I just don’t have time!” How many times have you uttered this sentence in the past week, month, year? Sometimes it is a sigh, other times a cry. But sometimes, it’s just a whine – and as far as I’m concerned, the faith life of our children is a “No Whine Zone.”
I am writing this article from the viewpoint of a mom of a very active, very normal 9-year-old boy who attends Christian school, and who is also taken to church and Sunday school every week. While I’m not intending to come across as overly harsh, I am advocating a revolution – a grassroots revolution of parents who simply are not going to leave the fate of their children’s eternal souls to chance – to begin spending 15 minutes a day with your child (the time it takes to stand in line at Starbuck’s for a latte, or to floss your teeth, or to watch half of a sitcom on TV), sharing highs and lows, praying together, reading God’s Word, or just laughing together.
For many of us parents, daily devotional time with our kids really is a revolutionary idea. We are all so very “busy,” aren’t we? – but somehow, we find time to chauffeur kids to soccer practice and ballet lessons, to school and to friends’ homes, not to mention dealing with our own jobs and activities. What if one day everyone at your child’s school said “I just don’t have time to take my child to school any more.”? Would they just not go? Now, I know this is an overly dramatic example, but I use it to make the point that we always find time for those things that are important to us. Isn’t your child’s spiritual life important enough to spend 15 minutes a day on it?

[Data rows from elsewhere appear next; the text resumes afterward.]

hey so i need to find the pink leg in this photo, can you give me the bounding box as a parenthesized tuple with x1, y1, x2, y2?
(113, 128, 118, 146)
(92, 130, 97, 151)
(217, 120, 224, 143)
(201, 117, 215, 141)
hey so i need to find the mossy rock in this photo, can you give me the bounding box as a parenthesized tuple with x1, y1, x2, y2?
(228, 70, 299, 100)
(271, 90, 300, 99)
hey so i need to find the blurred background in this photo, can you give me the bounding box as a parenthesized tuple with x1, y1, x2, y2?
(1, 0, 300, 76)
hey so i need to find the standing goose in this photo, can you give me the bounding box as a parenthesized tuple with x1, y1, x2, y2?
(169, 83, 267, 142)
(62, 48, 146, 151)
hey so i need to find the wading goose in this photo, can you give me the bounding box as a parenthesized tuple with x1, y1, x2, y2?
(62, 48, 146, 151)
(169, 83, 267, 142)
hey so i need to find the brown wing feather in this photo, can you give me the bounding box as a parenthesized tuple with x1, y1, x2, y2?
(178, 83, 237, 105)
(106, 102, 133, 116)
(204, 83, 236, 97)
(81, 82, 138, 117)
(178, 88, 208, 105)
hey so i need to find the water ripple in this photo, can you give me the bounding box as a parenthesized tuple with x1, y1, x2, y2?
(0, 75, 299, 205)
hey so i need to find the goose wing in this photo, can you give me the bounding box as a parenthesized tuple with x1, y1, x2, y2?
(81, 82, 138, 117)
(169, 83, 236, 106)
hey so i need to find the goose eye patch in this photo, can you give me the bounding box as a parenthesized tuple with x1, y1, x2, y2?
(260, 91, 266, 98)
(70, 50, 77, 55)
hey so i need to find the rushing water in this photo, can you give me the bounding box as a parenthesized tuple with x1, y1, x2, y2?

One of the key concepts at Faith Inkubators is sharing faith every night in every home. I can speak from personal experience on how much of a difference just 15 minutes a day with Mom, Dad or both parents can make in a child’s life. So, be bold – start the revolution in your own home this year. Turn off the TV, the iPod, and the PC. Sit down together, open the Bible, and take the plunge. Take time to pray together; look into your kids’ eyes and listen to the heart cries they need to share with you. It may feel a little awkward at first, as everyone gets used to the idea and forms a new habit. But trust me – once you get started, the kids will find you and ask to have their daily time with you. Try it – it works. Do it as if their (eternal) lives depend on it.
Thanks Vanessa for these words of wisdom from a mother whose youngest just turned 21 yesterday. Time goes by all too quickly to not get your priorities straight!